For PET specifically, current PCR content usage (0.5 billion pounds) is about a quarter of the demand per goals and commitments (2.0 billion pounds). Current production capacity for post-consumer recycled PET also lags behind goals, at about 1.3 billion pounds.
This indicates that the U.S. packaging and recycling industries must consider the investment needed to match industry demand for PCR content within packaging.
Quality Control in PCR Content
Higher quality and regulatory requirements mean that the use of PCR content for food packaging can be more restrictive than using PCR content from packaging in other applications.
Quality of materials is one of the biggest challenges for packaging grade PCR content. Contamination from food, scents, and co-mingling of materials can limit the reuse of certain materials, rendering it difficult to produce a smooth paperboard, a resin free of scent, or to meet color qualifications.
Demand and supply pressure may remain tight until the packaging and recycling industries can resolve quality challenges.

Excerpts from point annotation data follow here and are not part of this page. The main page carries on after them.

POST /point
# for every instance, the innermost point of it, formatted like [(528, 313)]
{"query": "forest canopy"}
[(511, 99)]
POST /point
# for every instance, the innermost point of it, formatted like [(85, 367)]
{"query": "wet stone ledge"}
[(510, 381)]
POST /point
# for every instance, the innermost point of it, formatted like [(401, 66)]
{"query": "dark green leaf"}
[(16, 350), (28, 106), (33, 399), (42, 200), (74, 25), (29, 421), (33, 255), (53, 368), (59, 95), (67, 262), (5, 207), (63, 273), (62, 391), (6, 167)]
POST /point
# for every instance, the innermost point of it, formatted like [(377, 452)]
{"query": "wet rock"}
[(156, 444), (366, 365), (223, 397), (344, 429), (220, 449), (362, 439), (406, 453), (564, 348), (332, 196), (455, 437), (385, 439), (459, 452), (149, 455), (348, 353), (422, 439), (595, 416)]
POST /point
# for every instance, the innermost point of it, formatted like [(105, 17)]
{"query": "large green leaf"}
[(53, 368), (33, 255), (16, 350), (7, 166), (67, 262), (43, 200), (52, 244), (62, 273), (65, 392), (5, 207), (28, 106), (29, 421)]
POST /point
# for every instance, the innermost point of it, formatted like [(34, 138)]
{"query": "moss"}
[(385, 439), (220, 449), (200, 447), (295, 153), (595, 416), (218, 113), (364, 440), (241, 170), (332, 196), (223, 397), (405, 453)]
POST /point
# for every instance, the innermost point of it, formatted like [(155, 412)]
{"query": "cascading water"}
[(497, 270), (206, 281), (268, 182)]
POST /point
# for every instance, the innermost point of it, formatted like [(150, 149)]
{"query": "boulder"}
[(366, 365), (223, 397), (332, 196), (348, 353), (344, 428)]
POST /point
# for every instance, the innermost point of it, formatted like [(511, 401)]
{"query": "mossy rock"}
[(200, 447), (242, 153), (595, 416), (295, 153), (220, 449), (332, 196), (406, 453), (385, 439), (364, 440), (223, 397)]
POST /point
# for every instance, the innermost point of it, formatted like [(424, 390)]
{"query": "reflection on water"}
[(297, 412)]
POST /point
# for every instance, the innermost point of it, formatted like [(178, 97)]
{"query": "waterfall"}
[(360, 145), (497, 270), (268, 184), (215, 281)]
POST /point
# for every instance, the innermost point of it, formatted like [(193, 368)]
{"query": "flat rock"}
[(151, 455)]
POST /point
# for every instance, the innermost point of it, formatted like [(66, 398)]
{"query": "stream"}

Recycling Infrastructure Solutions
Finding ways to better sort materials so that different materials are directed to the correct end market is valuable. Flexible films may be inadvertently directed to paper lines, while multi-material cartons may be sorted with rigid plastics.
Investments such as optical sorters, robotic arms, and air jets are becoming priority investments for new MRFs. However, there’s still a need to help finance upgrades to older facilities.
Chemical recycling is an emerging technology that could help reduce color or scent concerns in plastic resins.
Reverting materials to their original monomers could also simplify the regulatory process to obtain FDA-approved food contact resins for use in food contact packaging—currently a challenge for many packaging producers due to a limited number of approved facilities.
Design for recycling guidelines has emerged within the packaging industry to help ensure that labels, additives, and chemicals used in packaging are beneficial to recycling and do not hinder a package’s recyclability.
These strategies, when adopted, help reduce the risk of contamination from packaging designs. Companies are making investments to change suppliers or products to ensure recyclability.